A few years ago, Microsoft and Saber Interactive were working on a game for the Russian market called Halo Online. In August 2016, that game was canceled, but the modding community picked up the pieces to try and salvage something from the work. The resulting game is called ElDewrito and, in the modders’ own words, “attempt[s] to deliver an authentic Halo experience completely free for the PC.”

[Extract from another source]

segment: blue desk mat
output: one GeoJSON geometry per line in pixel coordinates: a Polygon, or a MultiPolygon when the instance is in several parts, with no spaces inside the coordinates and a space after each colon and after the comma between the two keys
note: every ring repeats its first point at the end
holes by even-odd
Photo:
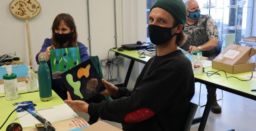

ElDewrito is essentially the closest thing that players can get to playing online component of Halo 3 on PC, since Bungie and Microsoft never released 3 on that platform. However, 343 Industries released a statement today that sounds rather ominous for the future of the mod:
While we are humbled and inspired to see the amount of passion poured into this project, the fact remains that it’s built upon Microsoft-owned assets that were never lawfully released or authorized for this purpose. As this project reverberated across the community, our team took a step back to assess the materials and explore possible avenues, while Microsoft, like any company, has a responsibility to protect its IP, code and trademarks. It’s not optional in other words.

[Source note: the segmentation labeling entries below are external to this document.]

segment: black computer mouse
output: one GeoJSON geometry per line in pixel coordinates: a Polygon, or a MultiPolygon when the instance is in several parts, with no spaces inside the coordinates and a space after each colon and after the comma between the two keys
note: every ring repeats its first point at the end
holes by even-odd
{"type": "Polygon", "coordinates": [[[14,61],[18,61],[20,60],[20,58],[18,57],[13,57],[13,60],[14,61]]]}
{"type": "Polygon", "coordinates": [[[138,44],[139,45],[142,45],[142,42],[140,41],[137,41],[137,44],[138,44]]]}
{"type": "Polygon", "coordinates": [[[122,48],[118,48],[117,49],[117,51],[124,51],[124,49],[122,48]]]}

On the mod’s site, the community says that “Unfortunately, 343 Industries and Microsoft have noticed it’s success, and have reached out to us regarding potential legal action, and have requested we temporarily halt development.” ElDewrito’s community leaders note that they have not received a cease and desist letter or anything similar. They’ve just been made aware that Microsoft is thinking of taking action.
Fan development on games is tricky business, and despite ELDewrito’s attempts to present itself as a mod, this definitely sounds like a case of some fans (skillfully) resuscitating a dead game without permission and being taken to task for it. This is not the first case where an idealistic group of talented fans have a project that’s been struck down and, sadly, it will probably not be the last given just how common the issue is.